O vigor, a disposição e a força da juventude podem ser vistos, claramente, em movimentos estudantis, mobilizações sociais, campanhas políticas, atividades voluntárias e também em trabalhos religiosos.

Quem conheceu a igreja evangélica brasileira de 50 anos atrás sabe que ela mudou. Está mais despojada, mais dinâmica, mais… jovem! A juventude está no Departamento de Artes, no Ministério de Louvor, no evangelismo, nas frentes missionárias e também nos púlpitos – e não apenas nos tradicionais cultos da juventude aos sábados, mas nos principais, aos domingos. E forma, senão a maior, uma boa e fundamental parcela da membresia.

No entanto, há pouco investimento, por parte da igreja, para manter, preservar, edificar e nutrir essa parte tão importante do Corpo de Cristo. Pelo menos, essa é a visão de alguns líderes e teólogos.

“De um lado temos uma afluência de jovens nas igrejas evangélicas, mas por outro, vemos que a igreja, além da regulação da conduta sexual, pouco tem oferecido no que diz respeito às reais demandas da juventude.Muitos líderes se empolgam com este crescimento numérico, e não percebem que isso, na verdade, pode vir a ser uma ‘bolha’ artificial, pois quando estes jovens recebem apenas entretenimento e alienação na igreja, eles têm a tendência de usá-la somente como um espaço de socialização”, disse Fabiano Martins Antunes, formado em Ministérios Cristãos pela University of the Nations – uma universidade cristã no Havaí – e estudante de Ciências Sociais da Universidade Metodista de São Paulo.

Fabiano viaja o país dando palestras sobre protagonismo jovem e lamenta a situação de muitas igrejas. “Estamos desperdiçando uma excelente oportunidade de discipularmos toda uma geração que vem sedenta em busca de identidade, direcionamento e sentido para a vida”, afirmou.

Os jovens da Bíblia

Não foi somente na epístola de João que os jovens receberam proeminência. Quem não se lembra da história do jovem pastor que se tornou um dos mais brilhantes reis de Israel? E de Josias, que começou a reinar muito novo, mas mesmo com pouca idade promoveu uma verdadeira revoluçãoao descobrir o Livro da Lei? Em outras histórias, em escritos de outros apóstolos, profetas, patriarcas e na vida do próprio Jesus, a juventude teve um papel de destaque.

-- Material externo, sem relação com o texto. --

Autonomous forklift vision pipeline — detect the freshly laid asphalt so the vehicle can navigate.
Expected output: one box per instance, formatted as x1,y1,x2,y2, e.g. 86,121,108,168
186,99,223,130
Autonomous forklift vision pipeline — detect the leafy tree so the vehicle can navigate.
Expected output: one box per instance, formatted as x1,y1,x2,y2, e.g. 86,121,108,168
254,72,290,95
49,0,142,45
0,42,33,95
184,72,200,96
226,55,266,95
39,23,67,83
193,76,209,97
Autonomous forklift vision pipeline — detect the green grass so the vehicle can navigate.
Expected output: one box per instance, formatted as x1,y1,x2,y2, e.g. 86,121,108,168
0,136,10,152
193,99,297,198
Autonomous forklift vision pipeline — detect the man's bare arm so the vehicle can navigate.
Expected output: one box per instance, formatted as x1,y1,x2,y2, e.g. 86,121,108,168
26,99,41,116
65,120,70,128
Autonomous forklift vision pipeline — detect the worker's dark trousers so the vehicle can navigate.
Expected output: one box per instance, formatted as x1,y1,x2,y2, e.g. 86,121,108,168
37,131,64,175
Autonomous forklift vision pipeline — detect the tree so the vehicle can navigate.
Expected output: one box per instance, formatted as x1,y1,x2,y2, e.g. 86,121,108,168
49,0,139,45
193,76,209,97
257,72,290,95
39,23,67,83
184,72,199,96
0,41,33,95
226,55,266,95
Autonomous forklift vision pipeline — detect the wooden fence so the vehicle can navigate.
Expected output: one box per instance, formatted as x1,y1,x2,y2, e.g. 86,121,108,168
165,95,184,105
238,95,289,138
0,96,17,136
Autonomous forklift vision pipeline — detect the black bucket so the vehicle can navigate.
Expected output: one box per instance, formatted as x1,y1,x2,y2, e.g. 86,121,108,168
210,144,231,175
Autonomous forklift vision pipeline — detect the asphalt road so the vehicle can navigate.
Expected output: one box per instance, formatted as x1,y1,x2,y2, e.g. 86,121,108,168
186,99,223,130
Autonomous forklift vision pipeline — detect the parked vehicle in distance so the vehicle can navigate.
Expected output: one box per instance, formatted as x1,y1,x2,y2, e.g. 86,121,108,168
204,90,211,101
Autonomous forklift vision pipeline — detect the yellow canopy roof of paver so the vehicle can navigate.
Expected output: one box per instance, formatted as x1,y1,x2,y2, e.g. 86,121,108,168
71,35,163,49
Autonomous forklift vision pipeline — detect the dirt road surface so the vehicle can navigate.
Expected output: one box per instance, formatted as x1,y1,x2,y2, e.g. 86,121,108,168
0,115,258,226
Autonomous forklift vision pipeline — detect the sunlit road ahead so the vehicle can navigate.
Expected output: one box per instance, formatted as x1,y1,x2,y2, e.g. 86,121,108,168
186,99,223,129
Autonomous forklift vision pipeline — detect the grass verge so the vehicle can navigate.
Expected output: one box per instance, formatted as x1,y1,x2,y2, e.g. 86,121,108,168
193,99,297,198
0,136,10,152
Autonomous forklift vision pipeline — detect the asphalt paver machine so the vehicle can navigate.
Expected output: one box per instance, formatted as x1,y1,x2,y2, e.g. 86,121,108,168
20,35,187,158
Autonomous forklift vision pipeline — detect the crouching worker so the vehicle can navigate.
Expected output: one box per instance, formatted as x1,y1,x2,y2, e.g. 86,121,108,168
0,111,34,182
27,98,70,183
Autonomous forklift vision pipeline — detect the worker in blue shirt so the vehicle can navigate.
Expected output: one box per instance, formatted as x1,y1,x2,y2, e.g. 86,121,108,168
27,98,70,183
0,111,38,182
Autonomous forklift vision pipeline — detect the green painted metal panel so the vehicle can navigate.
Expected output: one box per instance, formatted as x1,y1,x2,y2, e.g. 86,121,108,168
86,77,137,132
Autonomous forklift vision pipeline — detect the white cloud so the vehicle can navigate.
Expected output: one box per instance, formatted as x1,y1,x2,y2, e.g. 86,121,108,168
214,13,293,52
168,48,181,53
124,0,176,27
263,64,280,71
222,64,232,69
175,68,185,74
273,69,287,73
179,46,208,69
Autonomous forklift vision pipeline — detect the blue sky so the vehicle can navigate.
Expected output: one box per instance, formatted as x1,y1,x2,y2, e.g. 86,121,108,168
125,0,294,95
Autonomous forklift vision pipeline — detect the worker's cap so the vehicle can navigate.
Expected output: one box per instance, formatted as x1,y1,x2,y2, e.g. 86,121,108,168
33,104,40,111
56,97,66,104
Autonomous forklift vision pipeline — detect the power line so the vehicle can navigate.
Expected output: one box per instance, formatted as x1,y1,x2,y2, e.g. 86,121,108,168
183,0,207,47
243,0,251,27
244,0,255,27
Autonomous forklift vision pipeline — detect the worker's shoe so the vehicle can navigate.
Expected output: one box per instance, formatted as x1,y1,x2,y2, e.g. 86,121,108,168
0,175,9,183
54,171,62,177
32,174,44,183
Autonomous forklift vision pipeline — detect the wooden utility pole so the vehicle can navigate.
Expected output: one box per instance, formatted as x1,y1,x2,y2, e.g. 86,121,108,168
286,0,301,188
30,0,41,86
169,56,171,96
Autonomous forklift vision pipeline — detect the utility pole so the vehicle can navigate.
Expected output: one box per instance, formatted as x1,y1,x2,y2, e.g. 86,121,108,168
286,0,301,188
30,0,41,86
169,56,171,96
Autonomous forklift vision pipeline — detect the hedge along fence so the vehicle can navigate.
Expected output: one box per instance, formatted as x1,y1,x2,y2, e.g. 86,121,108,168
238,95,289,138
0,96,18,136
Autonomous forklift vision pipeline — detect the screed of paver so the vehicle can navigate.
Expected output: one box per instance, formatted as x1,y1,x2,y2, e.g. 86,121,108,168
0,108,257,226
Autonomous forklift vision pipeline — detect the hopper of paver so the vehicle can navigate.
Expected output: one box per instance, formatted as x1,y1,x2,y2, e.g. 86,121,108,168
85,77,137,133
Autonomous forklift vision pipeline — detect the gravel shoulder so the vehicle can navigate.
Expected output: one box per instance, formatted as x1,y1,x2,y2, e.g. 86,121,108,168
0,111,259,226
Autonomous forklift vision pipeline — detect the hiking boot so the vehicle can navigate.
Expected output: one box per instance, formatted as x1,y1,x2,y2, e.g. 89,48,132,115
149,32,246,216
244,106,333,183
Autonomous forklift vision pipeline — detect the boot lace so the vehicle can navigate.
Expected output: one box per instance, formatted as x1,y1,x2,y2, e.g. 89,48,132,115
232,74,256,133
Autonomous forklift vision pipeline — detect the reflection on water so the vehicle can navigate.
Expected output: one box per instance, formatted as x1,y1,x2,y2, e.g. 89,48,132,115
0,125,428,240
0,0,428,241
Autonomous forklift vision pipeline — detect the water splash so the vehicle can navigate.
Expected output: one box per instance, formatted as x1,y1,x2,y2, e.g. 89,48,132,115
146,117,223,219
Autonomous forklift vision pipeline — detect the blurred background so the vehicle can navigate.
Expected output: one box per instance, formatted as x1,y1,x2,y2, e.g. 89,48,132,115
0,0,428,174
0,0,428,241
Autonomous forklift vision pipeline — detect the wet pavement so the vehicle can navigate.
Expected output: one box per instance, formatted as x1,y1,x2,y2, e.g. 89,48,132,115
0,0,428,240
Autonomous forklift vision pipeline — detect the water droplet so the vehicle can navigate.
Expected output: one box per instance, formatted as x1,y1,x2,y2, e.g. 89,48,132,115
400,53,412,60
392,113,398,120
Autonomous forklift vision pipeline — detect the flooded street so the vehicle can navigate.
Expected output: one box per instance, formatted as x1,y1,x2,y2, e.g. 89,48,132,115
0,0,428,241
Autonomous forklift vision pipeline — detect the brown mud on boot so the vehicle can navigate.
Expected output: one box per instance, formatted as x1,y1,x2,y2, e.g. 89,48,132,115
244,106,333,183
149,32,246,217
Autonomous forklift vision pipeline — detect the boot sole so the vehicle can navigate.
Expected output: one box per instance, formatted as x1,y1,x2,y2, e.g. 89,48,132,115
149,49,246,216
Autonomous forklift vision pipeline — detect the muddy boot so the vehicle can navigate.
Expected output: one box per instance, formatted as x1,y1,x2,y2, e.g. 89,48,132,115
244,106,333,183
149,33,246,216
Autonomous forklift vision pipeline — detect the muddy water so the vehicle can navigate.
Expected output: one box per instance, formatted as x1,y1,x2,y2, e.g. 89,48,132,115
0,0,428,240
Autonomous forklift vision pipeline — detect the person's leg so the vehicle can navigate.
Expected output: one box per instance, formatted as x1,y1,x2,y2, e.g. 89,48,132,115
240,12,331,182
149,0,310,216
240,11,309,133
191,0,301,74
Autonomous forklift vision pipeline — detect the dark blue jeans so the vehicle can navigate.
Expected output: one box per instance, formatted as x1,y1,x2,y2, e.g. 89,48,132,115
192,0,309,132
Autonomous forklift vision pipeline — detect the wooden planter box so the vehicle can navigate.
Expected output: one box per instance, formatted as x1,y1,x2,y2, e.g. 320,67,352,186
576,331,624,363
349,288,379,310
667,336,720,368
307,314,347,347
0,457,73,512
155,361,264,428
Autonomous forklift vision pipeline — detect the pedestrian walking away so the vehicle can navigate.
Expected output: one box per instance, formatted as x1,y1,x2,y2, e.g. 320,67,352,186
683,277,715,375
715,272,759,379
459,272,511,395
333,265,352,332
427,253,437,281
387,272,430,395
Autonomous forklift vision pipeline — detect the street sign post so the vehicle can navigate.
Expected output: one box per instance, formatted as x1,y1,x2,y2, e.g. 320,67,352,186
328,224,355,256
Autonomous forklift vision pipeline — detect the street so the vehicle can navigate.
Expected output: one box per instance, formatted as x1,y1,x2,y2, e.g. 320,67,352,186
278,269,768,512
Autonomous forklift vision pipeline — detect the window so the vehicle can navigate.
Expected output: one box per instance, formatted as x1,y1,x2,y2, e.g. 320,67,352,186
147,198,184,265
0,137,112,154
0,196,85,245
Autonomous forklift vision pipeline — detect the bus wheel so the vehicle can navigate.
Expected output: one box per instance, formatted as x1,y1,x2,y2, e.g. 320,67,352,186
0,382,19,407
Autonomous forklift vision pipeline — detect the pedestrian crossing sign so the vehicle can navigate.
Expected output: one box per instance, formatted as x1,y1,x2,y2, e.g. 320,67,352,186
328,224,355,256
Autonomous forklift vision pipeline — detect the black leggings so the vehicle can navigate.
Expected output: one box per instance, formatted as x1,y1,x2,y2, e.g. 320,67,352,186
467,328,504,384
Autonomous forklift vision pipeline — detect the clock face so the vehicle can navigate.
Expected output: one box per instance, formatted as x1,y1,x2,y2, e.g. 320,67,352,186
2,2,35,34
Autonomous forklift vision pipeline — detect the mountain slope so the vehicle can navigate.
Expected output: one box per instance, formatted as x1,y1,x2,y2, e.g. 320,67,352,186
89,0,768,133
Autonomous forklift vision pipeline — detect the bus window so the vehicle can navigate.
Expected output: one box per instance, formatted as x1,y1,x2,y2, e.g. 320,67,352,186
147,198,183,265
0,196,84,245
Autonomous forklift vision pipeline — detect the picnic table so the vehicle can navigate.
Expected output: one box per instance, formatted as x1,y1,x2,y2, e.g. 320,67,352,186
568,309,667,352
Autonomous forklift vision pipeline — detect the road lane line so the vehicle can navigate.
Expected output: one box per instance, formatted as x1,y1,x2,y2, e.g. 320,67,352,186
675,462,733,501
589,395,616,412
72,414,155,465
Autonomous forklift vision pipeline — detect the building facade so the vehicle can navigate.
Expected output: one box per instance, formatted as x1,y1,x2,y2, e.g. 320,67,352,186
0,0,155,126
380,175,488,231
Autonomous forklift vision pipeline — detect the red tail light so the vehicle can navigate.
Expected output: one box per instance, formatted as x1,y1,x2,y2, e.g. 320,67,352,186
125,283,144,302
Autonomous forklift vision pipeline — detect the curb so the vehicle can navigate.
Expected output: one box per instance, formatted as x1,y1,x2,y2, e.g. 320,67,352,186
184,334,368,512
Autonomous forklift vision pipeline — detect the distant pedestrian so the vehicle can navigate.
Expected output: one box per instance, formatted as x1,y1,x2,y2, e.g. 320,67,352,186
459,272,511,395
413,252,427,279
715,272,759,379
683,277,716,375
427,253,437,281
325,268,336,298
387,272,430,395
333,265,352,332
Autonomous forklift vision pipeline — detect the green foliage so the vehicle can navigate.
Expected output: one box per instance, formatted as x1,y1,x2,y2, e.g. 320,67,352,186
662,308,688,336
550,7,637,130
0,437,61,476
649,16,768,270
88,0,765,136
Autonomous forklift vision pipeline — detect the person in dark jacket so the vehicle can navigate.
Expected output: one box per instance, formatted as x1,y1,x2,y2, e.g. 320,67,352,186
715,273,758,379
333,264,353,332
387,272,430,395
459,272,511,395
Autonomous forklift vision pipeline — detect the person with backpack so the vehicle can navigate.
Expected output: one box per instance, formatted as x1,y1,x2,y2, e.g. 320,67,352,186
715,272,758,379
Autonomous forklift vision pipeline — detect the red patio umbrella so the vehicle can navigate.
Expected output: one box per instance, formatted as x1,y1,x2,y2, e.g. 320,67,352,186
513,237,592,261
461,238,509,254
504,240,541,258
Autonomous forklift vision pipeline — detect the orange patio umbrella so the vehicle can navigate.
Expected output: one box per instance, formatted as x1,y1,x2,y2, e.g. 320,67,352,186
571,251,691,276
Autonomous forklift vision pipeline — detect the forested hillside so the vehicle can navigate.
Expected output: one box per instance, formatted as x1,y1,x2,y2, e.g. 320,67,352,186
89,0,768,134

Muitos dos milagres do Filho de Deus e dos seus principais ensinamentos ocorreram na vida de jovens. A ressurreição de uma menina de 12 anos, única filha de um dos chefes da sinagoga (Lc 8:41-56); a parábola do filho pródigo (Lc 15:11-31); o jovem rico e sua escolha (Mt 19:16-23); o menino endemoninhado (Mc 9:14-29); e o jovem morto que voltou à vida, filho de uma viúva (Lc 7:11-17) são apenas alguns dos muitos feitos de Jesus entre essa população, uma pequena amostra de que o próprio Cristo acreditava, se importava e dava voz aos jovens de sua época.

Estudiosos da Bíblia acreditam que, com exceção de Pedro, os próprios discípulos de Jesus tinham menos de 21 anos. Há quem afirme que o apóstolo João não tivesse mais do que 14 anos quando passou a seguir Jesus. Mesmo sem uma definição exata de suas idades, é certo que Deus escolheu confiar em pessoas bem jovens para levar a sua Palavra e seu Reino pelo mundo todo, assim que Jesus subisse aos céus.